Di là dalle pianure di flanella, i grafici d’asfalto e gli orizzonti di ruggine sbilenca, e di là dal fiume tabacco sormontato da alberi piangenti e monetine di sole che filtrano sull’acqua alla foce, nel punto oltre il frangivento, dove i campi incolti rosolano striduli al caldo antimeridiano: sorgo, farinello, leersia, salsapariglia, cipero, stramonio, menta selvatica, soffione, setaria, uva moscardina, verza, verga aurea, edera terrestre, acero da fiore, solano, ambrosia, avena folle, veccia, gramigna, fagiolini spontanei invaginati, tutte teste che annuiscono dolcemente a una brezza mattutina che è la morbida mano di una madre sulla guancia. Uno strale di storni stoccato dalle stoppie del frangivento. Il lucore di rugiada che resta lì a svaporare tutto il giorno. Un girasole, altri quattro, uno chino, e lontani cavalli rigidi e immoti come giocattoli. Annuiscono tutti. Sole biondo birra, cielo pallido e volute di cirri così alte da non fare ombra.
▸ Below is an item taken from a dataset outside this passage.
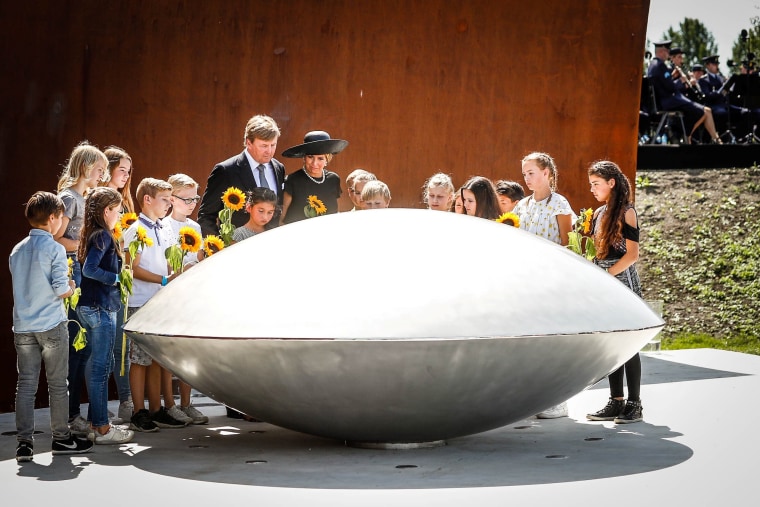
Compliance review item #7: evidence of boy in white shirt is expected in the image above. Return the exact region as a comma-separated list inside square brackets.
[124, 178, 186, 432]
[161, 174, 208, 424]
Insetti indefessamente indaffarati. Quarzo, selce, scisto e croste di condrite ferrosa nel granito. Terra antichissima. Guardatevi intorno. L’orizzonte tremola, informe. Siamo tutti fratelli.

Ma ecco i corvi solcare il cielo, tre o quattro, non a stormo, in volo, silenziosi e malintenzionati, si dirigono verso il grano puntando al filo spinato del pascolo oltre il quale un cavallo annusa il sedere a un altro, che si premura di alzare la coda. La marca delle tue scarpe impressa sulla rugiada. Un refolo di erba medica. Le lappole sui calzettoni. Secca frizione di un canale sotterraneo. Filo spinato rugginoso e pali sghembi, più simbolo di reclusione che recinto vero e proprio. “Divieto di caccia”. Il fruscio dell’interstatale di là dal frangivento. Le mucche sparse al pascolo rivoltano tortini di terriccio per raggiungere i vermi, le sagome dei vermi impresse nel letame capovolto che induriscono cuocendo tutto il giorno al sole e non vanno più via, minuti solchi evacuati a schiera e spire inserte che non si richiudono perché la testa non tocca mai la coda. Leggete questo.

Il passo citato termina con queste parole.